Je crois que mon premier objet de désir fashion remonte à mon arrivée au lycée. Je venais de quitter le collège très familial où enseignait ma mère et dans lequel toute vélléité modesque était sévèrement réprimée par la surveillante en chef. Laquelle nous inspectait le matin et nous envoyait manu militari aux toilettes nous démaquiller lorsque par malheur on avait « les yeux faits ».

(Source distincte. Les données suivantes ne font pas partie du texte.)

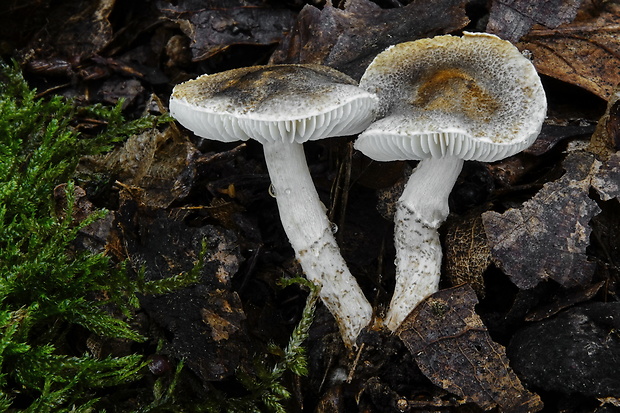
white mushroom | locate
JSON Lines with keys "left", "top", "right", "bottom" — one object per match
{"left": 170, "top": 64, "right": 378, "bottom": 347}
{"left": 354, "top": 32, "right": 547, "bottom": 331}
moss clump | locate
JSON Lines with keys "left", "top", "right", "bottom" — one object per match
{"left": 0, "top": 62, "right": 173, "bottom": 411}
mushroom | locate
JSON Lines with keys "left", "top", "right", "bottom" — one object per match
{"left": 169, "top": 64, "right": 377, "bottom": 347}
{"left": 354, "top": 32, "right": 547, "bottom": 331}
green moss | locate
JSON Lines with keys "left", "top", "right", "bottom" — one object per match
{"left": 0, "top": 62, "right": 176, "bottom": 411}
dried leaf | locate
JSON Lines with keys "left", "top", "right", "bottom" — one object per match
{"left": 398, "top": 285, "right": 543, "bottom": 413}
{"left": 482, "top": 152, "right": 602, "bottom": 290}
{"left": 443, "top": 213, "right": 491, "bottom": 297}
{"left": 527, "top": 121, "right": 597, "bottom": 157}
{"left": 157, "top": 0, "right": 296, "bottom": 61}
{"left": 487, "top": 0, "right": 582, "bottom": 42}
{"left": 518, "top": 0, "right": 620, "bottom": 100}
{"left": 270, "top": 0, "right": 469, "bottom": 80}
{"left": 590, "top": 87, "right": 620, "bottom": 159}
{"left": 78, "top": 128, "right": 198, "bottom": 209}
{"left": 96, "top": 78, "right": 145, "bottom": 108}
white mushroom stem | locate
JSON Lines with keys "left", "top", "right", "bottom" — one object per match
{"left": 385, "top": 155, "right": 464, "bottom": 331}
{"left": 262, "top": 140, "right": 373, "bottom": 347}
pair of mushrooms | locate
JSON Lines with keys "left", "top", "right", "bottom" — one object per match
{"left": 169, "top": 32, "right": 547, "bottom": 347}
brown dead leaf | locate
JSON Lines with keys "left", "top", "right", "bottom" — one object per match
{"left": 588, "top": 84, "right": 620, "bottom": 199}
{"left": 443, "top": 213, "right": 491, "bottom": 297}
{"left": 482, "top": 152, "right": 602, "bottom": 290}
{"left": 482, "top": 88, "right": 620, "bottom": 290}
{"left": 398, "top": 285, "right": 543, "bottom": 413}
{"left": 486, "top": 0, "right": 582, "bottom": 42}
{"left": 78, "top": 127, "right": 198, "bottom": 209}
{"left": 518, "top": 0, "right": 620, "bottom": 100}
{"left": 590, "top": 87, "right": 620, "bottom": 158}
{"left": 270, "top": 0, "right": 469, "bottom": 80}
{"left": 525, "top": 122, "right": 597, "bottom": 157}
{"left": 157, "top": 0, "right": 296, "bottom": 61}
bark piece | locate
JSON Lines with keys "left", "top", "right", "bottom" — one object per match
{"left": 270, "top": 0, "right": 469, "bottom": 80}
{"left": 482, "top": 152, "right": 602, "bottom": 290}
{"left": 487, "top": 0, "right": 582, "bottom": 42}
{"left": 157, "top": 0, "right": 296, "bottom": 61}
{"left": 518, "top": 0, "right": 620, "bottom": 100}
{"left": 398, "top": 285, "right": 543, "bottom": 413}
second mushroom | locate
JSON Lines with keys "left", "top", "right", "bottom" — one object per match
{"left": 355, "top": 33, "right": 547, "bottom": 331}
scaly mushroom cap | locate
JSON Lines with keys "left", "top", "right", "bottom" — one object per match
{"left": 355, "top": 32, "right": 546, "bottom": 162}
{"left": 170, "top": 64, "right": 378, "bottom": 144}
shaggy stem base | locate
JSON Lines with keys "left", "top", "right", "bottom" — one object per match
{"left": 385, "top": 156, "right": 464, "bottom": 331}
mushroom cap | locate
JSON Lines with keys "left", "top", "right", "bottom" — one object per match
{"left": 355, "top": 32, "right": 547, "bottom": 163}
{"left": 170, "top": 64, "right": 378, "bottom": 145}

Le lycée, ce fut une sorte de pays de cocagne pour cela. Nouvelle indépendance, mobylette à la clé, établissement en plein centre ville dans les quartiers bourgeois de Lyon. Avec du coup, des filles branchées comme je n'en avais jamais vues. Je me souviens, ma copine Béa et moi avions eu l'impression d'être deux paysannes en goguette le premier jour avec nos pulls roulés autour de la taille sur des jeans tex mal coupés.
Les it-girls de l'époque portaient des 501 ou des jean cimarron et arboraient toutes des marinières Agnès B.
THE marinière Agnès B. Pas des fake comme on pouvait en trouver au Leclerc pour pas cher, non, des vraies, avec le tissu qui allait bien et les rayures piles à la bonne dimension. Ma préférée c'était la rose et grise.
Il était évidemment hors de question de nous en procurer pour Béa et moi, nous ne venions pas de la fange, loin de là. Mais pour l'ainée de quatre enfants que j'étais, dans une famille au revenu divisé par deux avec le plan de licenciement qui avait foutu mon père dehors, acheter une marinière griffée qui à l'époque devait valoir dans les 200 francs (un monde), c'était à peu près aussi envisageable que d'avoir la permission de sortir en boîte.
C'était sans compter le marché noir de la marinière. Une copine, délurée comme pas deux et reine des bons plans avait en effet un filon de cardigans à petits boutons et autres must have Agnès B pour trois fois rien. Seule concession à la trendytude: les étiquettes coupées. Ce qui n'était pas rien dans ce milieu bien pourri où il n'était pas rare qu'une chipie retourne le derrière de ton tee-shirt pour vérifier la provenance de tes sapes.
Autant vous dire qu'on s'en tapait le coquillard, avec Béa. Et qu'on y a écoulé tout notre argent de poche, pour pouvoir nous aussi nous pavaner en tenue de bagnard.
Avec le recul, je ne suis pas certaine que ce fut la meilleure idée de ma vie. Je veux dire, les rayures quand on est une adolescente aussi haute que large.
Toujours est-il que voilà, Agnès B pour moi, c'était un peu l'équivalent d'Yves Saint Laurent. Et que le premier cadeau que j'ai fait au churros, c'était un pull Agnès B. Parce que j'avais l'impression en entrant dans la boutique de la rue du jour d'avoir gravi pas mal d'échelons depuis la classe de seconde.
Après j'ai payé une armoire d'agios. Preuve que j'avais du rater quelques marches de l'échelle en question.
Il n'empêche que lorsque j'ai reçu il y a un mois de ça environ un mail du service de presse m'invitant au défilé Printemps Eté 2012 d'Agnès B, la boucle était bouclée. Mon premier défilé serait pour l'idole de mes 15 ans.
Demain je vous raconte comment ça s'est passé si vous voulez. Ah et pas de panique, la semaine prochaine on reprend un cours normal, à savoir que je ne vais pas me mettre à parler chiffons tous les jours, j'aurais pas la matière, by the way.
Edit : en photo, le modèle que j'ai préféré au défilé, parce que la robe, la longueur, la top qui n'était pas exactement une planche à pain et ce jaune soleil aussi je crois. Peut-être, sûrement, également, parce que je suis certaine que c'est le style de robe qui fait ronronner mon mari.
Edit2: C'est tout de même ma PREMIERE photo de défilé, je suis complètement retournée.
Edit3: Par contre pour une comme ça il y en a 200 à jeter, respect Garance Doré.
Edit4: Demain le ton sera légèrement plus tragi-comique, j'ai tout de même failli me transformer en torche vivante sur le catwalk.
Edit5: En revanche je suis assez étonnée qu'on ne m'ait toujours pas envoyé mon chauffeur pour la soirée de Carine.